It’s about $150 per square foot to build a custom home and only $123 per square foot to buy an existing one. Some of the advantages of building include having a home exactly the way you want it. 

If you’ve chosen to start from scratch, here are the financial steps you’ll need to take.

1. Buy Land

Unless you’re working with a builder who has lots in a neighborhood and will roll everything into one package, you’ll need to secure a location to build your home. It may be best to buy the property outright and secure a construction loan separately. You could also take out a loan for some acreage, but be sure your finances can cover everything, and you’ll still qualify for the funds needed to build.

2. Pay Off Debt

According to Forbes, construction loans are harder to qualify for because of their flexibility. You’ll likely need a credit score of at least 680 to secure the loan. Pay off any debt, make payments on time and do everything in your power to get your score as high as possible so you’ll qualify for the loan. 

3. Save a Downpayment

It’s a good idea to save at least 20% of what you think the final cost will be. That is often the minimum required. Again, construction loans are a bit trickier. Start saving now so you’ll have the necessary money to secure the funding to build your dream home. 

4. Create a Project Timetable

Most banks want to see a timeline of when each phase completes. Work with your builder to set dates and projections to share with your loan officer. With a construction loan, the lender releases the money in increments, so the timetable lets the bank see you’re on track and pay as the builder completes projects. The process also protects you from a builder who takes your cash and never finishes the house.

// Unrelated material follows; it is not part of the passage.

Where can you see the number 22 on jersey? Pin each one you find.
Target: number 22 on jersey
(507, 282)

5. Present a Budget Blueprint

Your builder will work with you to present the types of materials used in construction and how much each element costs. The more expensive the materials is, the more your overall home cost will likely be. For example, reclaimed wood is less expensive than fresh lumber or cement. A budget should look at options in case expenses run over and show you’ve thought through different scenarios. The more detailed your blueprint, the easier it is for the lender to make a decision.

6. Shop Around

Consider how much the interest rates are, how the money gets released and how easy it is to convert to a traditional mortgage. You can expect a lender’s construction loans to have higher interest rates than their mortgage loans. Choose a lender meeting your needs. Each building project is unique. Your builder may have suggestions about the best bank to use for a particular project.

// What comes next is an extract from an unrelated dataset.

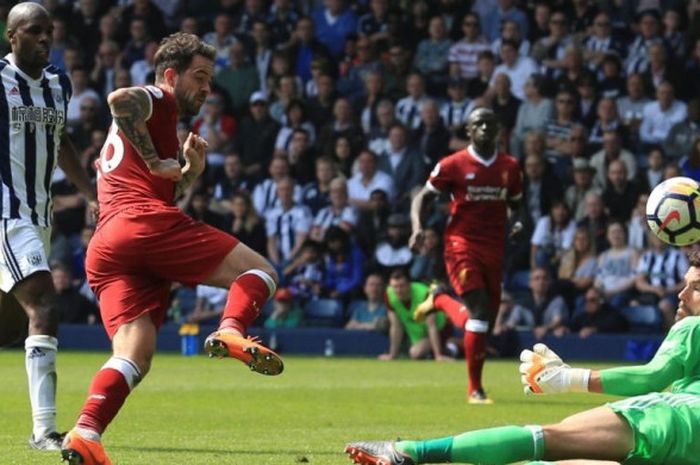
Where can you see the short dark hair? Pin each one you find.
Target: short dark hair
(178, 50)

7. Choose a Qualified Builder

Your builder should be bonded and licensed for your area. Check with your local building and zoning to find out requirements and how to make sure the person you hire has them. Ask for references. Check for complaints.

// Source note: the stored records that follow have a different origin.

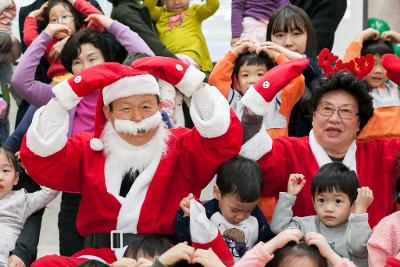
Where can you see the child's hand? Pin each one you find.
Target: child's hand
(207, 258)
(242, 46)
(185, 205)
(142, 262)
(101, 19)
(365, 197)
(367, 34)
(56, 29)
(391, 36)
(282, 239)
(324, 248)
(178, 252)
(296, 183)
(56, 49)
(124, 262)
(38, 13)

Make sure they have plenty of experience building other homes. You may find it harder to secure financing if the bank isn’t sure about the person doing the work on the house. Their job is to protect their investment in case you default, and they have to sell the property. They don’t want to risk shoddy or uninhabitable workmanship.

8. Look at Bridge Loans

If you already own land or a dwelling, talk to the lender about a bridge loan to help grab equity out of your current residence to start on the new one. The solution is meant to be temporary, so you can get started on the process and then secure long-term financing. Keep in mind the interest rates for bridge loans are often much higher, so you’ll want to convert it as quickly as possible to save money. 

Prepare for These Financial Steps to Building a House

During the building process, you’ll run over on costs, and things will go wrong. Add a little cushion into your budget to account for whatever you didn’t plan. Securing financing to build your own home is a bit more complicated than a traditional mortgage, but you’ll wind up with a place perfectly suited to your needs and feels like home.